運転中の運転手は、普段クールな社長が突然「甘えた」ような声を出すのを聞いて、驚いてブレーキを踏んでしまった。
「申し訳ございません、社長」
運転手はすぐに謝罪の言葉を口にした。内心では社長に驚かされて動揺していたが、プロ意識の高さから表情を変えることなく対応した。
まさか社長がこんなにも色っぽい男性だったとは。印象では常に天山の雪蓮のように冷たい人物だと思っていたのに。
完全に見誤っていた!!!
驚きでいっぱいの心を抱えながら、社長一家を自宅まで送り届けると、運転手は解放されたかのように安堵の息をついた。

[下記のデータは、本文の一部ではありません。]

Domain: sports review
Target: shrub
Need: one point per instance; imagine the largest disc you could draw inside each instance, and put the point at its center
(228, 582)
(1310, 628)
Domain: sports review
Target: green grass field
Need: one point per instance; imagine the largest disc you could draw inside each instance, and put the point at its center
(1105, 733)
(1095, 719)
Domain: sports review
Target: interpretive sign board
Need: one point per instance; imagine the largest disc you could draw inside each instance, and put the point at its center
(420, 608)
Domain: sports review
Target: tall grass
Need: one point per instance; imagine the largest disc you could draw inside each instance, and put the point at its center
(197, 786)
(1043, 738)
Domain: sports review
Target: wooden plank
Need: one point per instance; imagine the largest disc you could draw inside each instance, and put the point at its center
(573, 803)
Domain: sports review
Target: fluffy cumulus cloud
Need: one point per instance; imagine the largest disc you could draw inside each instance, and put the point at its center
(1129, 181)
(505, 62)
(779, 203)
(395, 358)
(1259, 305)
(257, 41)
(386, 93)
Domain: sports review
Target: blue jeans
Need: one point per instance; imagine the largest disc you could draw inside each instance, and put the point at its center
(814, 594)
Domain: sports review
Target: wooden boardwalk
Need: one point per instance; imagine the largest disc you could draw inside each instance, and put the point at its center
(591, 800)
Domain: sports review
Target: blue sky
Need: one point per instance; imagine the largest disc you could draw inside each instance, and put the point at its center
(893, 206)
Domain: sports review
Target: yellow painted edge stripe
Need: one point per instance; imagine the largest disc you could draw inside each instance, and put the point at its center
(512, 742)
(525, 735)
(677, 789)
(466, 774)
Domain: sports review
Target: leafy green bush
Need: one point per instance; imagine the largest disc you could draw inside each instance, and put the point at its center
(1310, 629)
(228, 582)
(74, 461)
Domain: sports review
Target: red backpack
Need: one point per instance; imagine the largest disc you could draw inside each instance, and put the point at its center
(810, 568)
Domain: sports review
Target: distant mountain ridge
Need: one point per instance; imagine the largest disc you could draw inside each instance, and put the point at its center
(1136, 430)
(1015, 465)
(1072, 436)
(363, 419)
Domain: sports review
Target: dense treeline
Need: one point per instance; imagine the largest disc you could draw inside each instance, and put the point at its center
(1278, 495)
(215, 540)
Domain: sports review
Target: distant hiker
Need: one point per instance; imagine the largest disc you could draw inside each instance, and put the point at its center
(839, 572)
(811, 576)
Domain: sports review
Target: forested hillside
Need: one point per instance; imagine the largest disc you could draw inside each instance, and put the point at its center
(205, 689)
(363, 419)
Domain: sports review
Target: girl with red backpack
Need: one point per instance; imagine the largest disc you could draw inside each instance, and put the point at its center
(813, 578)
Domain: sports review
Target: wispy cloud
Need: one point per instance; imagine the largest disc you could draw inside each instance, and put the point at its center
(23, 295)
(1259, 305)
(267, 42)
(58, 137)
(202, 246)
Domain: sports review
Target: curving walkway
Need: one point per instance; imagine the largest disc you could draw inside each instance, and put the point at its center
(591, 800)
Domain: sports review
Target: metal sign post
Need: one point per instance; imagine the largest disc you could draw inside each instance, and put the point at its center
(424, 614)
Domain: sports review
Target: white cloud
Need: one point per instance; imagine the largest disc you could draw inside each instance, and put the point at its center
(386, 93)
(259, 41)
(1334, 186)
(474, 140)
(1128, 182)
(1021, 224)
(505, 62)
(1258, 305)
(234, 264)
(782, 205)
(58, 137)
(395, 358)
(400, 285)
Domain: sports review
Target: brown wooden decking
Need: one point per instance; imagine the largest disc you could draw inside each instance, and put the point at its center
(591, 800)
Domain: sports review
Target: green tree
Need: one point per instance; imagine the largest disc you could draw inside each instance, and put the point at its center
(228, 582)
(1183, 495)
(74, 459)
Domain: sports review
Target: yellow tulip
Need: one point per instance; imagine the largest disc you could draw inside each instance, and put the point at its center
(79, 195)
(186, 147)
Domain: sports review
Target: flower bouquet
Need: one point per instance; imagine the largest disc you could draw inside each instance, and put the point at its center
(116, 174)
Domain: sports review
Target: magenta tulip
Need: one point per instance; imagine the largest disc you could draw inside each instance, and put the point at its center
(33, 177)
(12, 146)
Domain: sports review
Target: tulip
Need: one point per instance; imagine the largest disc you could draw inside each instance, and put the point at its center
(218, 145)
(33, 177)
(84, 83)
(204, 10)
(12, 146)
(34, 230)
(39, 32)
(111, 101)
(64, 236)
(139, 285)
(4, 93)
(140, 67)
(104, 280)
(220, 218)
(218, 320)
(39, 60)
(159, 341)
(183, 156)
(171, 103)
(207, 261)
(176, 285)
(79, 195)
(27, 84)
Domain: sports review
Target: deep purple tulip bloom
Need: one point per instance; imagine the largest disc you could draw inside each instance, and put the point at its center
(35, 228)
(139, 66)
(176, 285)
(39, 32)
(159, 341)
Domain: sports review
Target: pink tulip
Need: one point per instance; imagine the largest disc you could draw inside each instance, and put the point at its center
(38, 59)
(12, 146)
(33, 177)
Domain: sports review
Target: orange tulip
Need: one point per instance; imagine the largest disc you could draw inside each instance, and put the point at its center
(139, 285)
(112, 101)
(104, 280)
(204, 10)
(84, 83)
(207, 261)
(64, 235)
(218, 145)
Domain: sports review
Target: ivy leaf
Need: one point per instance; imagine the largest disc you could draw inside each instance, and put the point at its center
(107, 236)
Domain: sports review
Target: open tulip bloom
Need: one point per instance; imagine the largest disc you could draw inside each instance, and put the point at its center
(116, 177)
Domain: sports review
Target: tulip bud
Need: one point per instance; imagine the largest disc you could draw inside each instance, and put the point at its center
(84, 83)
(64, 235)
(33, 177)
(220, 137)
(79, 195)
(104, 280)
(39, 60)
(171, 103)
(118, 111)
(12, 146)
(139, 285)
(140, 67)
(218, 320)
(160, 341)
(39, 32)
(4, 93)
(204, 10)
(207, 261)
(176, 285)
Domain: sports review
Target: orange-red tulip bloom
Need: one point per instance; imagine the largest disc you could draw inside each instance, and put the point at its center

家に着いた時には、一日中興奮していた初はすでに車の中で眠っていた。
藤堂澄人が抱き上げようとしたが、九条結衣に止められた。「私が抱きます」
「妻が僕のことを心配してくれているんだね」
ふざけた声が再び結衣の耳元で響き、彼女は歯ぎしりしながら完全に無視し、初を抱いてエレベーターホールへと向かった。

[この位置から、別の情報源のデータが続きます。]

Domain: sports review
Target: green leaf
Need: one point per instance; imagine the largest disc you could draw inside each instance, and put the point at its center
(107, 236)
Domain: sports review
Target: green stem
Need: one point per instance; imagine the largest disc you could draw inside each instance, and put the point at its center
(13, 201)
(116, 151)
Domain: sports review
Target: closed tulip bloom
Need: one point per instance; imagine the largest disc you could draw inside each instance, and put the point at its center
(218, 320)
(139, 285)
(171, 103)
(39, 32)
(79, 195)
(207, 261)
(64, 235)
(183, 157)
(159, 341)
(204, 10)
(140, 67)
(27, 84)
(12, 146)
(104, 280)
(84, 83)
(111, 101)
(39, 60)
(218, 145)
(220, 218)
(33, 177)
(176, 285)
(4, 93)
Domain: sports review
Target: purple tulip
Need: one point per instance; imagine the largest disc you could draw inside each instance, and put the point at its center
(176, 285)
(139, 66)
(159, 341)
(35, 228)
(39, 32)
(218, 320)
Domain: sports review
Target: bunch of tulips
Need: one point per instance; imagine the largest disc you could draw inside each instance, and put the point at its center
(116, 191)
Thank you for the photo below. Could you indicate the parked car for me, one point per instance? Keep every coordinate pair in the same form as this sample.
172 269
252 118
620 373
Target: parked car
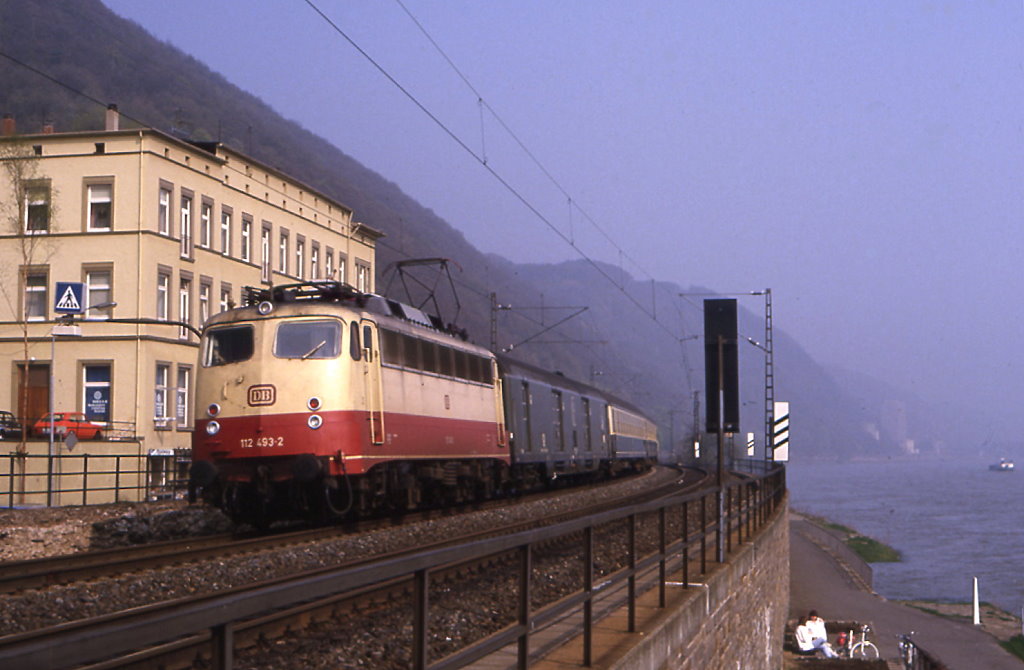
66 422
10 428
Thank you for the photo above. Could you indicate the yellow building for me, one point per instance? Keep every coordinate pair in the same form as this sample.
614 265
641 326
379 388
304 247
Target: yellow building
168 231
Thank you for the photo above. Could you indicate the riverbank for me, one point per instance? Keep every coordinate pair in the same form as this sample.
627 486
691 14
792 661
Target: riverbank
819 580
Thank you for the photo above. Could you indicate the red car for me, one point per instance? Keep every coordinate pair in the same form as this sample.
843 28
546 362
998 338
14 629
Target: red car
66 422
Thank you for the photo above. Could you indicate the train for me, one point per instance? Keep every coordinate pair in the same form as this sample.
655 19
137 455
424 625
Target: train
316 402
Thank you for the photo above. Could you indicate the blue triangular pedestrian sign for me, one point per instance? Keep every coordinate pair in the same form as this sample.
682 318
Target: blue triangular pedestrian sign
69 297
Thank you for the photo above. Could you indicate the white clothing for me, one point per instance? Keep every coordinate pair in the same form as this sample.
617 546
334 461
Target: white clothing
804 638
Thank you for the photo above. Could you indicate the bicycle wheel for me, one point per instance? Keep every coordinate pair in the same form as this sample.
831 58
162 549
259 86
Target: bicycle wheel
864 651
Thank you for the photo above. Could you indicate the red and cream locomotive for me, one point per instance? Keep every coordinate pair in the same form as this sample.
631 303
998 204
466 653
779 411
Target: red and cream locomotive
315 402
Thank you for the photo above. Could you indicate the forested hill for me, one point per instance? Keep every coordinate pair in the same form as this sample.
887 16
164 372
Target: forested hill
90 57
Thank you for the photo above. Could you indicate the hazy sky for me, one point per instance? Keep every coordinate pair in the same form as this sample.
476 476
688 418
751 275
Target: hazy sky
863 159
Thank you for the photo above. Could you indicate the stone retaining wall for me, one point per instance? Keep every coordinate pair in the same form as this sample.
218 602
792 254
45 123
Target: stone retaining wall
734 620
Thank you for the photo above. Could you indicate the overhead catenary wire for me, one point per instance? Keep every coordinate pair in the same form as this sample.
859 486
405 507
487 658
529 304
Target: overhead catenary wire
499 177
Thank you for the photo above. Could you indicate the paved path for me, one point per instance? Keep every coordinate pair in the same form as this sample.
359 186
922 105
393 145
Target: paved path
819 582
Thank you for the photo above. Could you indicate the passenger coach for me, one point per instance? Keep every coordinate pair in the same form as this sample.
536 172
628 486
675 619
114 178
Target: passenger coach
315 401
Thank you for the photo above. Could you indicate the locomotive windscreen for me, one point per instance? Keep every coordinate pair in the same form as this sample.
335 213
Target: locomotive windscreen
225 345
308 339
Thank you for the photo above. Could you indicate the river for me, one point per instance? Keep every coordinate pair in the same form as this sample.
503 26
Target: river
950 521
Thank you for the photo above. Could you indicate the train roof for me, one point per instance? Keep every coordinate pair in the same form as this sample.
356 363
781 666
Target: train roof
338 293
514 367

藤堂澄人は彼女の後ろを歩きながら、目には常に水のように優しい愛情を湛えていた。先ほどの車内での戯れを思い出すと、その眼差しは思わずさらに柔らかくなった。
おそらく結衣自身も気づいていないだろうが、彼女の潜在意識の中では、もう彼をそれほど拒絶していないのかもしれない。
車の中で、彼女は彼の手を折ると言い、確かにある程度の力を込めていたが、彼の腕の怪我を気にかけているのが分かった。やはり彼女は彼のことを心配しているのだ。

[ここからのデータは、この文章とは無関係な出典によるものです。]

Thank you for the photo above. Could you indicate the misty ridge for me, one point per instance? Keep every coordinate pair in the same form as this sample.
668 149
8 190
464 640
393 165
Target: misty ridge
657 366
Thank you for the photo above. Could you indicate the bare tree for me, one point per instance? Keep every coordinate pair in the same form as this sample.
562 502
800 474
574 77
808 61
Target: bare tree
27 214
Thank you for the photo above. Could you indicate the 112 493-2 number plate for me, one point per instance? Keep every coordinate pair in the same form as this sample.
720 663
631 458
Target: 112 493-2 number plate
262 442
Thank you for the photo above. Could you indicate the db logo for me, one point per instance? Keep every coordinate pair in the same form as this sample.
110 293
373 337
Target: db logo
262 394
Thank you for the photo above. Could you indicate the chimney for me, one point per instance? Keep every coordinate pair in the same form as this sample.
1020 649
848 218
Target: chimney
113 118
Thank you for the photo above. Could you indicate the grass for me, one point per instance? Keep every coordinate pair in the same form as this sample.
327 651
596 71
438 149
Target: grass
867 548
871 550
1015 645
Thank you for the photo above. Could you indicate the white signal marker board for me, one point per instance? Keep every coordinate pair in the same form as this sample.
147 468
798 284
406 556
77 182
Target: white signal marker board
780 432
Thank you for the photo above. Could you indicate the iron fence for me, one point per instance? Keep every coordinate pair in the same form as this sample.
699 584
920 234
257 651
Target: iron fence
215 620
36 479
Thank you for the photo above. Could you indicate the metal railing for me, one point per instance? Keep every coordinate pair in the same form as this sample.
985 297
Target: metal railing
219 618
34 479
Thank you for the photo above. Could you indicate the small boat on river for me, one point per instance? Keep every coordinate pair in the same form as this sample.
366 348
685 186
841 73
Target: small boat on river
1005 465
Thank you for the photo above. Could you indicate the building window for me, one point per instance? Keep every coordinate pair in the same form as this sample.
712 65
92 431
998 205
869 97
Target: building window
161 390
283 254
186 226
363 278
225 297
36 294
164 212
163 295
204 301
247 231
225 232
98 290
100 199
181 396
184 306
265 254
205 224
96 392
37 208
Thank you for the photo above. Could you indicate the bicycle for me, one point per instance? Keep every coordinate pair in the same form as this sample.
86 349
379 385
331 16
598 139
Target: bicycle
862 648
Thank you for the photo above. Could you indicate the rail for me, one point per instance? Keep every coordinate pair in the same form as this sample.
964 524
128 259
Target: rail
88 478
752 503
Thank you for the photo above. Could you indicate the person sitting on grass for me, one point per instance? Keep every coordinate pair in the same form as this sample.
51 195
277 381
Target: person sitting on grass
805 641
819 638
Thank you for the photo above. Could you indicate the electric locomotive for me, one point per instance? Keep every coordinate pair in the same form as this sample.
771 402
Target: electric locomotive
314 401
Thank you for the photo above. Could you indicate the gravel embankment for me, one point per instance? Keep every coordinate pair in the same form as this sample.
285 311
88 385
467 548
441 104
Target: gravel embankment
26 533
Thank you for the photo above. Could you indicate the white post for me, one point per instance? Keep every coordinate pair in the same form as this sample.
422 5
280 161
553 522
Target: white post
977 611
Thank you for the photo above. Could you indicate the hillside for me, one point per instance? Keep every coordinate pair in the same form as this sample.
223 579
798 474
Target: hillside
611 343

この認識は、藤堂澄人の一日中上機嫌だった気分をさらに良くした。
初を部屋まで運んでベッドに寝かせても、彼女の手にはトロフィーが離されることはなかった。
九条結衣がトロフィーを取ろうとすると、彼女はさらに強く握りしめ、泣き出しそうになった。
最後には、九条結衣も諦めて、トロフィーを抱いたまま寝かせることにした。
息子のピンク色の頬にキスをすると、九条結衣の眼差しは、水が溢れ出そうなほど優しかった。
子供に布団をかけ、部屋の暖房の温度が十分であることを確認してから、二人は静かに部屋を出ようとした。
「パパとママ頑張れ!パパとママ頑張れ!!」
二人がドアを開けて出ようとした瞬間、初が突然声を上げ、二人は大きく驚いて同時にベッドの方を振り返った。